Having AI agents learn how to play simple video games is an ideal way to test their effectiveness, thanks to the ability to measure success via a score. Alphabet's DeepMind designated 57 particular Atari games to serve as a litmus test for its AI, and established a benchmark for the skills of an average human player. The company's latest system, Agent57, made a huge leap over previous systems, and is the first iteration of the AI that outperforms the human baseline. In particular, Agent57 has proven its superhuman skills in Pitfall, Montezuma's Revenge, Solaris and Skiing -- games that have been major challenges for other AIs.
According to MIT's Technology Review, Pitfall and Montezuma's Revenge require the AI to experiment more than usual in order to figure out how to get a better score. Meanwhile, Solaris and Skiing are difficult for the AI because there aren't as many indications as success -- the AI doesn't know if it's making the right moves for long stretches of time. DeepMind built upon its older AI agents so that Agent57 could make better decisions regarding exploration and score exploitation, as well as to optimize the trade-off between short-term and long term performance in games like Skiing.

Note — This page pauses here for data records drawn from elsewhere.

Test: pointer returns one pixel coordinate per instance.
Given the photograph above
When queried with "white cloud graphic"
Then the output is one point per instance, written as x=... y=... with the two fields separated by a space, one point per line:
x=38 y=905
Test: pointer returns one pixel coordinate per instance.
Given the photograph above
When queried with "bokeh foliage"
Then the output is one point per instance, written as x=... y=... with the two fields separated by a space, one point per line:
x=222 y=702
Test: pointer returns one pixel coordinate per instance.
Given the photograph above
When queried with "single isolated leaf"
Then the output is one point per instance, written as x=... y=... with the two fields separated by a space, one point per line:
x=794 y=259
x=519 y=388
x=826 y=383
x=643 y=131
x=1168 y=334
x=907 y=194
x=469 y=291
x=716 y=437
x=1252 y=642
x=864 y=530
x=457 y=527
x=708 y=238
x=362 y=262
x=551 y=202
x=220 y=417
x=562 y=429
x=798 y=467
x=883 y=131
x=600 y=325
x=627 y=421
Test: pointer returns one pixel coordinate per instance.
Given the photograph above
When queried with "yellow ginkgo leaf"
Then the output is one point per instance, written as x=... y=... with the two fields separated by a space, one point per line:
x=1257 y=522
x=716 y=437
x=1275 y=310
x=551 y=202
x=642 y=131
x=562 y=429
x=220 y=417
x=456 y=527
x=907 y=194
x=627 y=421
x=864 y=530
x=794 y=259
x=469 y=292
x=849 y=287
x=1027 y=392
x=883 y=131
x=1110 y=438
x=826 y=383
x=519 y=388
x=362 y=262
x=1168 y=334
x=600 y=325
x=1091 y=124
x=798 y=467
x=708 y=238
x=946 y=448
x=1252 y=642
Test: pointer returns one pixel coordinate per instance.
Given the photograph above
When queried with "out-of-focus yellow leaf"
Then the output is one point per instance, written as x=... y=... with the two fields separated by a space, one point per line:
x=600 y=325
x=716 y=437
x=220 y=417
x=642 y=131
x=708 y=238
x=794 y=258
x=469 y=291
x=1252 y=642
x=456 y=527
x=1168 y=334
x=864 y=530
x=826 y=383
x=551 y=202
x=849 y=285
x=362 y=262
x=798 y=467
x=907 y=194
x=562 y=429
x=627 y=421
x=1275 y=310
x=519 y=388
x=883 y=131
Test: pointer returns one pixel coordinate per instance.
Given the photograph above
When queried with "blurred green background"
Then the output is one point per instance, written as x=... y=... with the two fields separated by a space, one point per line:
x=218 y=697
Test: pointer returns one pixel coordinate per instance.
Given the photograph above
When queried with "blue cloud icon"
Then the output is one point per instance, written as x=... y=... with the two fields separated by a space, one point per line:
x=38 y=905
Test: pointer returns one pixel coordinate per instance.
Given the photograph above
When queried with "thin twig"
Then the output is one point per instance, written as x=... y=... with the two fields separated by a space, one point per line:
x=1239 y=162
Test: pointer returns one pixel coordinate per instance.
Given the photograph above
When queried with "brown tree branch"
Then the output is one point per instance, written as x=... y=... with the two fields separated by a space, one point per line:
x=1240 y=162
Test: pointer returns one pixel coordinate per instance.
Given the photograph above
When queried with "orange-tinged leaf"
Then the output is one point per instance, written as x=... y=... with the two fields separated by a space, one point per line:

Technology Review notes that while these results are impressive, AI still has a long way to go. These systems can only figure out one game at a time, which it says is at odds with the skills of humans: "True versatility, which comes so easily to a human infant, is still far beyond AIs' reach." That said, AI is already in use across industries. The lessons learned from Agent57 could help improve performance, even if human-level skills aren't achievable for now.